Durante grande parte de minha juventude estive envolvido com o futebol de várzea. Boa parte deste tempo como jogador, chegando a disputar a segunda divisão de futebol amador pelo extinto Clube Atlético Jatay, em 1993. Mas o episódio que pretendo narrar aqui aconteceu a exatamente 10 anos antes desta data, em 1983, quando em uma de nossas viagens que fazíamos para jogar bola fora de São José dos Campos.

Nesta oportunidade viajamos até minha cidade natal, Delfim Moreira , a fim de realizar um jogo que eu havia combinado com um amigo de infância duas semanas antes.

Considerando que nessas ocasiões os times de cidades pequenas, buscavam reforços em outras cidades quando recebiam times de fora, foi quando sugeri ao nosso então técnico que também fizéssemos algo parecido.

Naquela época, a equipe do “7 de setembro” tinha se sagrado campeão varzeano em SJCampos, e seus jogadores estavam por assim dizer, “de bobeira”.

Após conseguirmos a confirmação de seis de seus melhores jogadores, montamos a equipe que iria disputar aquela “peleja”.

Pois bem, apesar dos poucos recursos, alugamos um ônibus e partimos otimistas para Delfim Moreira, tendo como motorista nosso amigo Galvão.

Acontece que também é de costume o time local fornecer almoço, churrasco ou até mesmo um lanche para os visitantes e isso também tinha sido prometido pelo seu responsável técnico que tinha por apelido Botão.

Após 3 horas de viagem chegamos ao nosso destino por volta das 12:00 h. e ficamos na praça da cidade, “matando o tempo”, uma vez que a partida preliminar estava marcada para 14:00 h.

Nesta preliminar jogavam os piores jogadores, era o chamado Segundão, Aspirantes ou Cascudo (quem conhece a várzea sabe disso).

Ninguém se preocupou em se alimentar direito, uma vez que a promessa de um bom lanche (carne ou lingüiça no pão mais refrigerante) estava garantida.

Como era comum naquelas ocasiões, uma hora antes do confronto a beirada do campo (não havia arquibancadas), estava tomada de Delfinenses.

Em resumo desta partida, até para não atrasar o que realmente interessa, lembro-me que o resultado foi 6 a 1 para a nossa equipe, fazendo com que nossos adversários ficassem um poucos receosos com o que poderia acontecer no jogo principal.

Não deu outra, viramos o primeiro tempo com 2 a 0 e aos 40 minutos do segundo tempo vencíamos por 4 a 1. Foi aí que começo a sacanagem.

Vale lembrar que quem apitava o jogo era o “nosso amigo” Botão que, inconformado com o resultado, resolveu a partir daí, fabricá-lo.
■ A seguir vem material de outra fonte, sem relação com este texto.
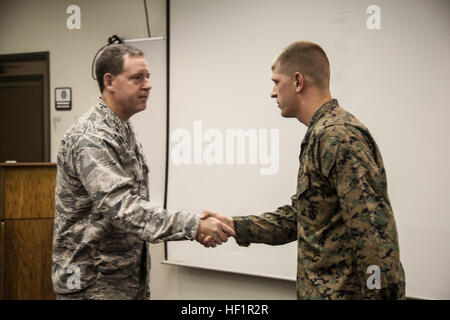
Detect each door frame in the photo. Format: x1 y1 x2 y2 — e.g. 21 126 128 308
0 51 51 162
Arrumou um pênalti aos 45 minutos alterando o placar para 4 a 2.

Não contente, deu seguimento na partida e aos 52 minutos seu time fez 4 a 3.

A essa altura do campeonato, digo, da batalha, nossos jogadores já davam sinal de cansaço, entre eles eu e nosso artilheiro Serginho, que havíamos jogado meio tempo no Cascudo.

Era natural que só tivéssemos pensamento para o prometido lanche. Estávamos “varados” de fome. Com o “estâmago pregado na cacunda”, com dizíamos por lá.

E a partida continuava... Foi então que mais uma vez, já quase aos 60 minutos, mais um pênalti foi assinalado para o time local.

Foi sem protestos (apesar da injustiça), que finalmente vimos o “Juiz” conversar com o nosso goleiro Mário, a cobrança ser efetuada e a partida empatada em 4 a 4.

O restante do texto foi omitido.